Parameter optimizations were achieved using a maximum log likelihood objective with the Quasi-Newton Method algorithm. Akaike information criterion (AIC) was used for model selection. Software used to analyze data was “R: A language and environment for statistical computing”, version 3.2.3 (Vienna, Austria).

Results

Nanoparticle characterization

Stock suspensions of nanoparticles tested negative for endotoxin (< 0.01 EU/mL). The effective hydrodynamic diameter of nanoparticles increased from the primary size after being prepared for administration to cells, and zeta potentials were negative (Table 1). These are similar to agglomerate sizes and zeta potentials measured in previous studies using similar conditions [12].
Table 1

Primary diameter, effective diameter, and zeta potential of silver nanoparticles used in this study

Primary Diameter (nm)

Effective Diameter (nm)

Zeta Potential (mV)

20

44

−7.7

110

155

−9.8

Cellular silver Dosimetry for dose-response analysis

Two approaches were used to deconvolute roles of silver particles and silver ions in silver nanoparticle toxicity during mixed exposures typical of in vitro test systems. First, the contribution of particles to toxicity and cellular doses was evaluated experimentally by modulating particle uptake using SR-A-competent and SR-A-deficient (SR-A(−/−)) cells. Second, cellular doses of silver particles and silver ions were calculated using ISD3, a computational model of silver particle dissolution, particle delivery, and ion uptake calibrated using data from the experimental system used for studies in this manuscript (see Companion Paper, [20]).

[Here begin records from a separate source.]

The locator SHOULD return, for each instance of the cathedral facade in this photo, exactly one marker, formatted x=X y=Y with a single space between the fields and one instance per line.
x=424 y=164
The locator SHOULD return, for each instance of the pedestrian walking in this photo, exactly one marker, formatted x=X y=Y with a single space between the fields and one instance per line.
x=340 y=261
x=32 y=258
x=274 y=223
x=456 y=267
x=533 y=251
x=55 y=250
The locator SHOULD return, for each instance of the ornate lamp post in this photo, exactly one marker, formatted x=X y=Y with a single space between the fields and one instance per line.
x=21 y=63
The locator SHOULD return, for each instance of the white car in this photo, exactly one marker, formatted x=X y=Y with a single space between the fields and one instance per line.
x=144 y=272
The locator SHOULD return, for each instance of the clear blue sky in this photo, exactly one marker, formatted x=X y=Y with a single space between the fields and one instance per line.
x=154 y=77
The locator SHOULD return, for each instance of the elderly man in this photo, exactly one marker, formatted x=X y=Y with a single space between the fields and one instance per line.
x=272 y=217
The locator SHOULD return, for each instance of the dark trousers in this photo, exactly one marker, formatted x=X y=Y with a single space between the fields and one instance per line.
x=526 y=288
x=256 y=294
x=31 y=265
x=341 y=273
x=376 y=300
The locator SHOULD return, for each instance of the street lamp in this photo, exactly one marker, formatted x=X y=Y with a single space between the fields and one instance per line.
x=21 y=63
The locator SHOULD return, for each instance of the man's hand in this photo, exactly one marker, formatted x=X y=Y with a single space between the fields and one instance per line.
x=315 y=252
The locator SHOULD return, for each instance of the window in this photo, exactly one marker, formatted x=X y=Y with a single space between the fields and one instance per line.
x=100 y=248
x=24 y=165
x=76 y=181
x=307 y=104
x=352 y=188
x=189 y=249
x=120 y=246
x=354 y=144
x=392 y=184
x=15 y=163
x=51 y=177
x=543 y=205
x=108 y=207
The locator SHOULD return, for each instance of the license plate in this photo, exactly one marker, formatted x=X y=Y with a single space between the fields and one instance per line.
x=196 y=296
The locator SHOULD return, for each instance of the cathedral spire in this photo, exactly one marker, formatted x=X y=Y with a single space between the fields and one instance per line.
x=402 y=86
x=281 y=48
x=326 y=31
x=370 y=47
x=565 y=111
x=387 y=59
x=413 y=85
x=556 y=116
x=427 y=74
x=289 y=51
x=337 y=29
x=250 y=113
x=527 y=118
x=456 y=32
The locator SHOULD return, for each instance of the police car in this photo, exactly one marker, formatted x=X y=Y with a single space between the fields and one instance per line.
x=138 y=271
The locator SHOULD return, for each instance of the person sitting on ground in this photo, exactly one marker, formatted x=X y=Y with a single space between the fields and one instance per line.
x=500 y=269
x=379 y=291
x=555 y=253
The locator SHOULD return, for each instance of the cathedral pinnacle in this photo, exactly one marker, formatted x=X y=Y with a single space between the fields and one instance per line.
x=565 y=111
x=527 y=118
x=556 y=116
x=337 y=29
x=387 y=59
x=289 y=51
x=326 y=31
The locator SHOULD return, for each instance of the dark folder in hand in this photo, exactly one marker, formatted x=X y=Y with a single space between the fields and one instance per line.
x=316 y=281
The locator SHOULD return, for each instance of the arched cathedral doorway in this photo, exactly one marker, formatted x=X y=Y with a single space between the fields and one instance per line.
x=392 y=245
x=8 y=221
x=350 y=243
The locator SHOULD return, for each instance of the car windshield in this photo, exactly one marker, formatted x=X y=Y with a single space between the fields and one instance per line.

Effects of modulating particle update on silver cellular Dosimetry

Cells with differing levels of SR-A proficiency demonstrated different patterns of silver uptake after exposure to 20 nm nanoparticles but similar silver levels after exposure to 110 nm nanoparticles after exposure to 12.5 μg/mL nominal nanoparticle concentrations. Total silver amounts in SR-A competent bone marrow macrophages were not significantly different (p > 0.06) from corresponding silver amounts in SR-A competent RAW 264.7 cells until 12 h post exposure (p < 0.02) to 20 nm silver nanoparticles (Fig. 1a-b). Lower total silver amounts in bone marrow macrophages at later time points may reflect reduced uptake due to differences in sensitivity to silver, or cell-specific saturation points for uptake. Total silver associated with cells following exposure to 20 nm silver nanoparticles were 6–10 fold lower in bone marrow macrophages from SR-A(−/−) mice compared to the corresponding SR-A(+/+) bone marrow macrophages and SR-A competent RAW 264.7 cells (Fig. 1a-b). This data is consistent with the hypothesis that total cellular silver is composed primarily of silver nanoparticles, and uptake of 20 nm particles is in-part SR-A dependent. In contrast, exposure to 110 nm particles resulted in total cellular silver levels (normalized to administered dose) in SR-A-competent and SR-A-deficient cell types that were not significantly different until 24 h (Fig. 1c-d). This suggests that SR-A may not play a prominent role in 110 nm nanoparticle uptake as observed with 20 nm silver nanoparticles. The differential silver content of SR-A competent and deficient macrophages under similar mixed particle and ion exposures provides a unique data set for evaluating separate roles of silver nanoparticles and silver ions on cell viability.
Fig. 1
Fig. 1

Time course of cell associated silver amounts in RAW 264.7 cells (circle) and bone marrow derived macrophages from wild-type mice (up triangle) and SR-A deficient mice (down triangle) exposed to a nominal concentration of 12.5 μg/mL of 20 nm (a-b) or 110 nm (c-d) silver nanoparticles. RAW 264.7 cells were exposed to measured exposure concentration of 9.15 μg/ml 110 nm silver nanoparticles (c). Solid lines are unmodified ISD3 simulations of silver amounts in cells from measured exposures. The dotted line is the cellular silver content calculated using ISD3 adjusted for reduced uptake of particles reaching SR-A deficient cells exposed to 20 nm silver nanoparticles

Total cellular silver, silver ion and silver nanoparticle doses

The ISD3 particokinetic model for soluble silver nanoparticles [20] was used to calculate the time course of cellular silver ion and particle doses. ISD3 was calibrated to silver nanoparticle dissolution and silver ion cellular partitioning data in RAW 264.7 cells [20]. Total silver cellular dose is the sum of silver ions partitioned into cells and particles delivered by sedimentation or diffusion to the cell surface. Assuming that all silver nanoparticles taken up by cells upon arrival, ISD3 accurately calculated the full time course of total cellular silver for all three cell types exposed to 110 nm silver particles (Fig. 1c) and 20 nm particle uptake competent RAW 264.7 cells and wild-type bone marrow macrophages (Fig. 1a). In contrast with the same uptake assumption, ISD3 calculated total silver content of the SR-A(−/−) cells exposed to 20 nm nanoparticles significantly higher than measured values (Fig. 1a). This is consistent with reduced particle uptake expected in SR-A(−/−) cells. Adjusting the assumed particle uptake fraction from 100 to 20% resulted in improved predictions of total cellular silver levels. ISD3 calculated cellular doses for all cell types exposed to 20 and 110 nm particles indicated that < 1–2% of total cellular silver is in the form of ions. Due to this observed differential nanoparticle uptake, these cell systems were used as models for evaluating separate roles of silver ions and particles in toxicity.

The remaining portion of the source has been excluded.